His music is usually based on improvising through a series of modal figures of different lengths, such as in In C and the Keyboard StudiesIn C (1964) is probably Riley's best-known work and one that brought the minimalist music movement to prominence. Its first performance was given by Steve Reich, Jon Gibson, Pauline Oliveros and Morton Subotnick, among others, and it has influenced their work and that of many others, including John Adams and Philip Glass. Its form was an innovation: the piece consists of 53 separate modules of roughly one measure apiece, each containing a different musical pattern but each, as the title implies, in C. One performer beats a steady stream of Cs on the piano to keep tempo. The others, in any number and on any instrument, perform these musical modules following a few loose guidelines, with the different musical modules interlocking in various ways as time goes on. The Keyboard Studies are a single-performer version of the same concept.

This format, with a collection of minimal musical elements coming together to form a complex and cohesive whole, launched a movement that was a step away from the increasing academicism in western classical music.

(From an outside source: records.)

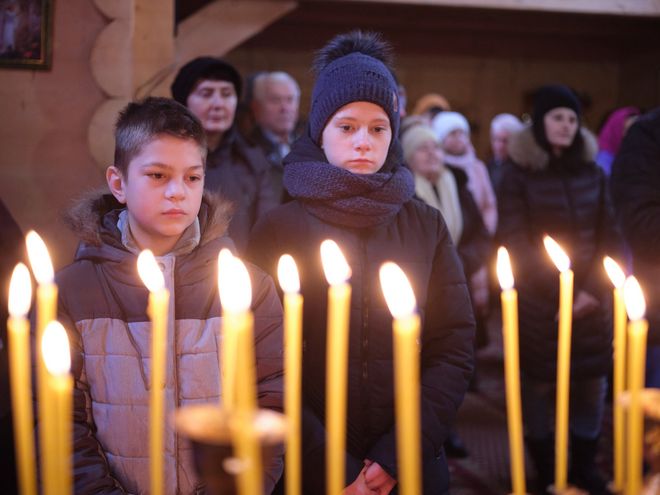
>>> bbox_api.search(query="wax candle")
[218,250,263,495]
[277,254,303,495]
[137,249,170,495]
[603,256,627,492]
[543,236,573,492]
[623,277,648,495]
[380,262,422,495]
[41,321,73,495]
[321,240,351,495]
[7,263,37,495]
[497,247,527,495]
[25,230,57,494]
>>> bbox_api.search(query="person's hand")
[555,290,600,320]
[342,466,378,495]
[363,459,396,495]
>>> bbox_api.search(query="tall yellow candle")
[277,254,303,495]
[218,250,263,495]
[321,240,351,495]
[380,262,422,495]
[7,263,37,495]
[543,236,573,492]
[137,250,170,495]
[623,277,648,495]
[41,321,73,495]
[603,256,627,492]
[25,230,57,495]
[497,247,527,495]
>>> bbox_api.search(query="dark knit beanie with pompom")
[309,31,400,144]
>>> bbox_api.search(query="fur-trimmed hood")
[64,192,234,247]
[509,125,598,171]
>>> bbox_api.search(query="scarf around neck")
[284,130,415,228]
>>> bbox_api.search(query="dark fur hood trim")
[64,188,234,246]
[509,125,598,171]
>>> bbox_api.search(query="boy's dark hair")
[114,97,206,177]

The complex formal structures of the Second Viennese School and the neoclassicists had dominated the classical musical landscape throughout the middle of the 20th century; the minimalistic movement abandoned that formalism. Riley often further denied strict structure by introducing improvisational elements into his compositions (although he had long been improvising in solo performance). One of the primary pieces to use this approach was his A Rainbow In Curved Air (1968). This work and Poppy Nogood and the Phantom Band, its companion piece on a recording issued in 1969, were intended to give a necessarily truncated impression of the sound of Riley's all-night concerts.

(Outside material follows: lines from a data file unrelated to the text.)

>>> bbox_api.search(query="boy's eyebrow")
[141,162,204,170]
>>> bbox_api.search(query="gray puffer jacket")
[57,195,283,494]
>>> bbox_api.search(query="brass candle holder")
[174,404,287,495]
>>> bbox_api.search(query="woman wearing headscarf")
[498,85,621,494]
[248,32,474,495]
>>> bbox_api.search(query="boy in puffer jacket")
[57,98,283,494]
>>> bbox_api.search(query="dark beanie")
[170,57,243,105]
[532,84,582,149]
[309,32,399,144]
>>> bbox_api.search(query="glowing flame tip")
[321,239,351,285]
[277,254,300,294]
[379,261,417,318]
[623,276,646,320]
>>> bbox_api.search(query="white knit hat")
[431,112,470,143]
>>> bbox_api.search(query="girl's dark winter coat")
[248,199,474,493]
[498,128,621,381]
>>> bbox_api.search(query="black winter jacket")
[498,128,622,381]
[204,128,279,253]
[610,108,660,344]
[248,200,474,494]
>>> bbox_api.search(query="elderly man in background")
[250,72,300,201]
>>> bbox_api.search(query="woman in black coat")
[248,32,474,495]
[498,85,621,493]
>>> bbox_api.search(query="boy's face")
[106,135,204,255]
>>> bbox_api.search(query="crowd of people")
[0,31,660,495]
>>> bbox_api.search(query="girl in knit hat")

For a time Riley stopped notating his works at all, focussing on Indian classical music and solo performance. Working with the Kronos Quartet has led him back to more structured, notated music, but improvisatory elements remain an important part even of the works composed for them.

Being on the leading edge of music was nothing new for Riley. Already in the 1950s he was working with tape loops, a technology then in its infancy, and he has continued manipulating tapes to musical effect, both in the studio and in live performance, throughout his career. He has composed in just intonation as well as microtonal pieces.

Other collaborators include the Rova Saxophone Quartet. He has also had a notable collaboration with Beat poet Michael McClure, with whom he has released several albums and most recently contributed music to a London revival of his play The Beard.

A Rainbow In Curved Air inspired Pete Townshend's synthesizer parts on the Who's Won't Get Fooled Again and Baba O'Riley, the latter apparently named in tribute to Riley as well as to Meher Baba.